Performance tips

This page includes PyKX performance optimization tips, including insights on parallelization, secondary q threads, multithreading, and peach.

To get the best performance out of PyKX, follow these guidelines. Note that this page focuses on efficiently interfacing between Python and q, rather than optimizing Python or q individually.

General guidelines

Avoid Unnecessary Conversions. Avoid converting K objects with their .py/.np/.pd methods unless necessary. Often, the K object itself is sufficient.
Avoid Nested Columns when converting q tables into Pandas dataframes, as this currently incurs data copy.
Do as Little Work as Necessary. Convert only what is needed. For example, instead of converting an entire q table to a dataframe, convert only the required columns into Numpy arrays by indexing into the pykx.Table and calling .np on the columns. Use select statements and indexing to send only the necessary subset of data over an IPC connection.
Prefer .np and .pd Over .py. Use Numpy/Pandas conversions to avoid data copying where possible. Converting objects with .py always incurs a data copy and may not always be possible (for example, some K objects return themselves when .py is called, such as pykx.Function) instances.
Use raw=True for Performance. When performance is more important than the richness of the output, use the raw=True keyword argument. This can be more efficient by skipping certain adjustments, such as:
- Temporal epoch adjustments from 2000-01-01 to 1970-01-01.
- Converting q GUIDs to Python UUID objects (they will come through as complex numbers instead).
- Converting bytes into strings.
Let q do the heavy lifting. When using licensed mode, prefer q code and functions (like q.avg, q.sdev) over pure Python code. This is similar to using Numpy functions for Numpy arrays instead of pure Python.
- Numpy functions on K vectors converted to Numpy arrays perform well, even with conversion overhead.
- When using an IPC connection to a remote q process, use q code to pre-process data and reduce the workload on Python.
- Avoid converting large data from Python to q. Conversions from q to Python (via Numpy) often avoid data copying, but Python to q conversions always copy the data.

Parallelization

Parallelization involves distributing computational tasks across multiple threads to improve performance and efficiency. Use the following methods if you want to allow PyKX to handle large-scale data processing tasks efficiently by utilizing the available computational resources: secondary q threads, multithreading, or peach.

Secondary q threads

PyKX starts embedded q with as many secondary q threads enabled as are available. q automatically uses these threads to parallelize some computations as it deems appropriate. You can use the QARGS environment variable to provide command-line arguments and other startup flags to q/PyKX, including the number of secondary threads:

QARGS='-s 0' python # disable secondary threads

QARGS='-s 12' python # use 12 secondary threads by default

The value set using -s sets both the default and the maximum available to the process; you can't change it after importing PyKX.
pykx.q.system.max_num_threads shows the maximum number of threads and cannot be changed.
pykx.q.system.num_threads shows the current number of threads in use. It starts at the maximum value but can be set to a lower number.

Multithreading

By default, PyKX doesn’t support calling q from multiple threads in a Python process due to the Global Interpreter Lock GIL. Enabling the PYKX_RELEASE_GIL environment variable drops the GIL when calling q, making it unsafe to call q from multiple threads. To ensure thread safety, you can also enable the PYKX_Q_LOCK environment variable, which adds a re-entrant lock around q. Learn how to enable multithreaded execution and set up a Python process using PyKX to call into EmbeddedQ from multiple threads

Peach

Using the peach function in q to call Python is not supported unless you enable the PYKX_RELEASE_GIL setting. Without enabling this setting, the process will hang indefinitely.

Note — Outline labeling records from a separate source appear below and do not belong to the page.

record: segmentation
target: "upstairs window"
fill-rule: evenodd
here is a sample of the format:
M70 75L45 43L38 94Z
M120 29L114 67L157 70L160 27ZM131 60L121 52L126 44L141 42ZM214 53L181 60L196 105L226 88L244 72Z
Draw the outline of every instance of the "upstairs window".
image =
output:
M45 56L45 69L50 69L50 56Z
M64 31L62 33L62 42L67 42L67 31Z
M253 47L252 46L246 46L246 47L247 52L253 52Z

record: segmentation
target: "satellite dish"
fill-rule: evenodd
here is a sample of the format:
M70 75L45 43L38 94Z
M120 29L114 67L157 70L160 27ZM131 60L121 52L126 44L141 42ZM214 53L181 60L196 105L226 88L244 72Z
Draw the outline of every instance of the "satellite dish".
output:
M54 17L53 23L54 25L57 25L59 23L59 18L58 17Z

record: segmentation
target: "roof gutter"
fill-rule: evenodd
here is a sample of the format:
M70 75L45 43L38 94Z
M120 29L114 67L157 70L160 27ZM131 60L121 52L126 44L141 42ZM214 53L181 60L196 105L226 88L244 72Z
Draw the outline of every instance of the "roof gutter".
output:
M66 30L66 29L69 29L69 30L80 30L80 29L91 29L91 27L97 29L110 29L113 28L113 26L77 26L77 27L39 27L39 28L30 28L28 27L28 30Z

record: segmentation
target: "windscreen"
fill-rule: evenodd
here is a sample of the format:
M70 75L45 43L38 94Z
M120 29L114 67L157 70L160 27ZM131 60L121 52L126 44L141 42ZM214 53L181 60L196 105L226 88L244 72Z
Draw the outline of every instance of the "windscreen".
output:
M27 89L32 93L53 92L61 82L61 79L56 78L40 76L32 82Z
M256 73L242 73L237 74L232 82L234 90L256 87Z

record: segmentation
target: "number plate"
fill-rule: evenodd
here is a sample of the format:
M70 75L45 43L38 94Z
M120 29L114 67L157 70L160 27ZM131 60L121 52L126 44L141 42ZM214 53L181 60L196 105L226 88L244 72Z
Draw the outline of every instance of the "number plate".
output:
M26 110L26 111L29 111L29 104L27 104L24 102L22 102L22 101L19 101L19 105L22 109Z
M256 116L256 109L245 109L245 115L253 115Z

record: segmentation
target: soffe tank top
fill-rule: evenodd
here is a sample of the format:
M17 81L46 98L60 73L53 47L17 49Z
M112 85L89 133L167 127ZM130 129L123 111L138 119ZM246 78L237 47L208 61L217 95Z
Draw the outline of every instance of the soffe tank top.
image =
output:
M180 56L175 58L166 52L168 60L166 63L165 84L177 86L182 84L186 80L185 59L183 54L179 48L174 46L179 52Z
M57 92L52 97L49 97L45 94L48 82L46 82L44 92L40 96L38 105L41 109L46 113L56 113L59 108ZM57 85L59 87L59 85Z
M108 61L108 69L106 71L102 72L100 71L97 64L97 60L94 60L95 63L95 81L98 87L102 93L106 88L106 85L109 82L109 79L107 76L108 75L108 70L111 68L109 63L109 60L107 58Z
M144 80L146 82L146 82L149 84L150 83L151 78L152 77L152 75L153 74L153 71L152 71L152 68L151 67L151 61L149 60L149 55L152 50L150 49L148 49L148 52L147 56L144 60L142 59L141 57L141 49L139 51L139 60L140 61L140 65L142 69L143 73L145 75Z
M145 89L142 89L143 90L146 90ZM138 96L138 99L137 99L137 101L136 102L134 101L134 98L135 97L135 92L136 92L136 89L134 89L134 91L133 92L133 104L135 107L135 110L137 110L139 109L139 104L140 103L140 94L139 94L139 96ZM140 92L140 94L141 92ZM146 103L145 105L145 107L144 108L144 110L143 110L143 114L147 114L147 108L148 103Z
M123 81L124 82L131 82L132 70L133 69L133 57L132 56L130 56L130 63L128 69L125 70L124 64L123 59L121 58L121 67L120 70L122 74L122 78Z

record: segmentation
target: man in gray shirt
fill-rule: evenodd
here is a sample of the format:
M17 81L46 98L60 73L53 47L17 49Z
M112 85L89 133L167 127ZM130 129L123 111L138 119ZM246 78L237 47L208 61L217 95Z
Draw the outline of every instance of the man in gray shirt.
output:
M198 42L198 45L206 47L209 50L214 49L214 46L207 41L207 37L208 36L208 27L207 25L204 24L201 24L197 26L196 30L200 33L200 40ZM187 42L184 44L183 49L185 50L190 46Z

For example, calling from Python into q into Python works normally:

>>> kx.q('{x each 1 2 3}', lambda x: range(x))
pykx.List(pykx.q('
,0
0 1
0 1 2
'))

But, by default, using peach to call from Python into q and back into Python hangs:

>>> kx.q('{x peach 1 2 3}', lambda x: range(x)) # Warning: will hang indefinitely

However, if you enable PYKX_RELEASE_GIL, it works:

>>> import os
>>> os.environ['PYKX_RELEASE_GIL'] = '1'
>>> import pykx as kx
>>> kx.q('{x peach 1 2 3}', lambda x: range(x))
pykx.List(pykx.q('
,0
0 1
0 1 2
'))